Un santo para cada día: 8 de marzo San Juan de Dios (Un aventurero a lo divino)
San Juan de Dios fue un Santo extraordinario, comparable con San Francisco de Asís. Ninguno de los dos fue sacerdote. Fue beatificado por Urbano VIII el 21 de septiembre de 1630 y canonizado por Inocencio XII el 15 de julio de 1691
| Francisca Abad Martín
En la España de Carlos I no faltaron escenarios en los que se representaron hazañas bélicas. Famosa es la contienda del emperador con Francisco I de Francia. Dejándose llevar de su espíritu aventurero vemos como un joven, oriundo de Portugal, se alistaba en las tropas del conde Oropesa, fiel servidor del rey Carlos I, dispuesto a defender la plaza de Fuenterrabía atacada por el rey de Francia, Francisco I. De la contienda pudo salvar el pellejo casi milagrosamente, pero ello no fue impedimento para ofrecerse solícito en la defensa de Viena amenazada por los turcos.

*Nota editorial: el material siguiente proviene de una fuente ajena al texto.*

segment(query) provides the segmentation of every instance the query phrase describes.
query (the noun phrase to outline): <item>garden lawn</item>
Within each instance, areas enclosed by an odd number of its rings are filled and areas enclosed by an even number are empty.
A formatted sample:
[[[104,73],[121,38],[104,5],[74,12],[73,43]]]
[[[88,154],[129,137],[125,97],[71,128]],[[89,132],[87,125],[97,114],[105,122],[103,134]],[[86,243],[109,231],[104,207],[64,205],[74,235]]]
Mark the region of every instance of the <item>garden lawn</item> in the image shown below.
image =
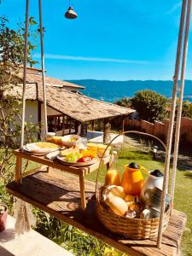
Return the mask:
[[[164,163],[152,160],[119,159],[118,166],[120,174],[124,172],[124,166],[127,163],[137,162],[148,170],[159,169],[163,172]],[[102,168],[99,173],[99,183],[103,183],[106,169]],[[144,173],[143,173],[144,175]],[[96,172],[90,173],[86,178],[90,181],[96,180]],[[174,208],[187,215],[186,230],[182,240],[183,255],[192,255],[192,173],[185,170],[177,171]]]

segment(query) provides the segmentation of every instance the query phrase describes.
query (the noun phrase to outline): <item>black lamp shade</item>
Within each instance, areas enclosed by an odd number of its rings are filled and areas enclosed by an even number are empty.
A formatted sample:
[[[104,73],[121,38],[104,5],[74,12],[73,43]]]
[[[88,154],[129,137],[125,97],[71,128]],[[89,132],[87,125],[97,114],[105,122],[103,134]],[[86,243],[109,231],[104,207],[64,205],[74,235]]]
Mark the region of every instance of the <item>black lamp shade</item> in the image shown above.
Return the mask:
[[[78,15],[73,10],[73,9],[70,6],[67,11],[65,13],[65,17],[67,19],[76,19],[78,17]]]

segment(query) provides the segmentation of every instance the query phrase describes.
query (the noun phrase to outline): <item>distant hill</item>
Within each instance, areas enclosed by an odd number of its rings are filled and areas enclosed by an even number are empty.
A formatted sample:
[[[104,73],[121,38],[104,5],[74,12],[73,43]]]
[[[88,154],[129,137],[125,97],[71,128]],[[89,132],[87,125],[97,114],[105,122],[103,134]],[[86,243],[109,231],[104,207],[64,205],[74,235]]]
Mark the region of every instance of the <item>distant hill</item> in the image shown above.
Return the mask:
[[[84,94],[88,96],[115,102],[116,100],[127,96],[133,96],[137,90],[149,89],[155,90],[167,97],[172,96],[172,81],[154,80],[128,80],[128,81],[109,81],[109,80],[69,80],[69,82],[84,85],[86,89]],[[185,81],[184,100],[192,102],[192,81]]]

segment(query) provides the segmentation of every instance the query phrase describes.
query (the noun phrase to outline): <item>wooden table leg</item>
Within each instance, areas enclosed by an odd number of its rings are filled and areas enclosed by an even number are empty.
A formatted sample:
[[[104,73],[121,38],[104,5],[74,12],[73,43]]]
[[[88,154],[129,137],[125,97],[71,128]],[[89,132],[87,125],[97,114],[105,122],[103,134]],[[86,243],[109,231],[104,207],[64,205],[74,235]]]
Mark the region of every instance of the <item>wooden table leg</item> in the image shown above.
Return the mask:
[[[15,166],[15,181],[18,184],[20,183],[20,176],[22,172],[22,158],[17,156],[16,158],[16,166]]]
[[[80,195],[81,195],[81,207],[82,207],[82,210],[84,211],[86,208],[86,200],[85,200],[85,195],[84,195],[84,173],[79,174],[79,184],[80,184]]]

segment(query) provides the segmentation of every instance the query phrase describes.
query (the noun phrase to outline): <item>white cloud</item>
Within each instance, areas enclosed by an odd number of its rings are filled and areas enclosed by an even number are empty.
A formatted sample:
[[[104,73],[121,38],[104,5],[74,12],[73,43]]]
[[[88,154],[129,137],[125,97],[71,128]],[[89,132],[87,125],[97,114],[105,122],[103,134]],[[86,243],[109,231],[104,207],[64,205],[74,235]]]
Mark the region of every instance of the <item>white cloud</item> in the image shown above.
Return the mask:
[[[170,15],[173,14],[181,6],[182,6],[182,2],[179,2],[179,3],[176,3],[176,4],[174,4],[170,9],[168,9],[165,13],[152,14],[152,15],[147,15],[147,17],[148,18],[153,18],[153,17],[160,17],[162,15]]]
[[[34,57],[40,58],[40,54],[35,54]],[[45,54],[45,59],[52,60],[67,60],[67,61],[93,61],[93,62],[116,62],[116,63],[131,63],[131,64],[148,64],[147,61],[137,60],[125,60],[125,59],[113,59],[113,58],[96,58],[87,56],[70,56],[62,55]]]

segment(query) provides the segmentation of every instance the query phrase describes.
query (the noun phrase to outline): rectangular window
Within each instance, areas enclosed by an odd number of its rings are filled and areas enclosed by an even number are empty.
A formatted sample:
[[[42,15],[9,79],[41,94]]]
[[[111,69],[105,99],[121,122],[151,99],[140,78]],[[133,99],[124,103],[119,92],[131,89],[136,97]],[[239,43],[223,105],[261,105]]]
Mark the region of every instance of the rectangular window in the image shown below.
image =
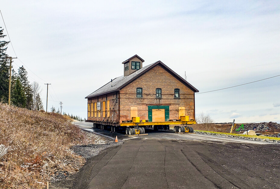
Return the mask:
[[[131,69],[140,69],[140,62],[132,62]]]
[[[94,103],[94,117],[96,117],[96,103],[95,102]]]
[[[140,62],[136,62],[136,69],[140,69]]]
[[[156,97],[157,98],[161,98],[161,89],[157,88],[156,90]]]
[[[103,101],[103,117],[105,117],[105,101]]]
[[[124,71],[128,70],[128,63],[124,63]]]
[[[137,88],[136,89],[136,97],[142,97],[142,88]]]
[[[179,88],[174,89],[174,98],[180,98],[180,89]]]

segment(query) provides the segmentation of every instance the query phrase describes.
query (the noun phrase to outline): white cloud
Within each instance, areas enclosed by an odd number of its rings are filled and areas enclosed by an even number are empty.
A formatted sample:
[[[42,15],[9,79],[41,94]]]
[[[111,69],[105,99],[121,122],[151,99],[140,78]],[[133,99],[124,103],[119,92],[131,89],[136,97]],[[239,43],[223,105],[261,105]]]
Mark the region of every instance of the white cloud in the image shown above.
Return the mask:
[[[233,112],[230,115],[230,118],[236,118],[240,117],[241,116],[240,114]]]
[[[280,103],[273,103],[273,107],[279,107],[279,106],[280,106]]]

Este joven se llamaba Juan Ciudad y Duarte, nació en Montemayor el Nuevo (Portugal) en 1495, hijo de un humilde artesano, honrado pero pobre. A los 8 años había salido de la casa paterna y andando, andando, llegó al Reino de Castilla. No tuvo, como Santa Teresa, un tío que le hiciera entrar en razón y le devolviera a su hogar. Llegó a Oropesa y allí se puso a servir en la casa de un rico propietario en calidad de pastorcillo. El pastorcillo se convirtió en rabadán, el rabadán en administrador y éste en hombre de confianza del señor. Su hija se enamoró de él y el padre estaba conforme con la boda, pero Dios tenía otros planes para Juan.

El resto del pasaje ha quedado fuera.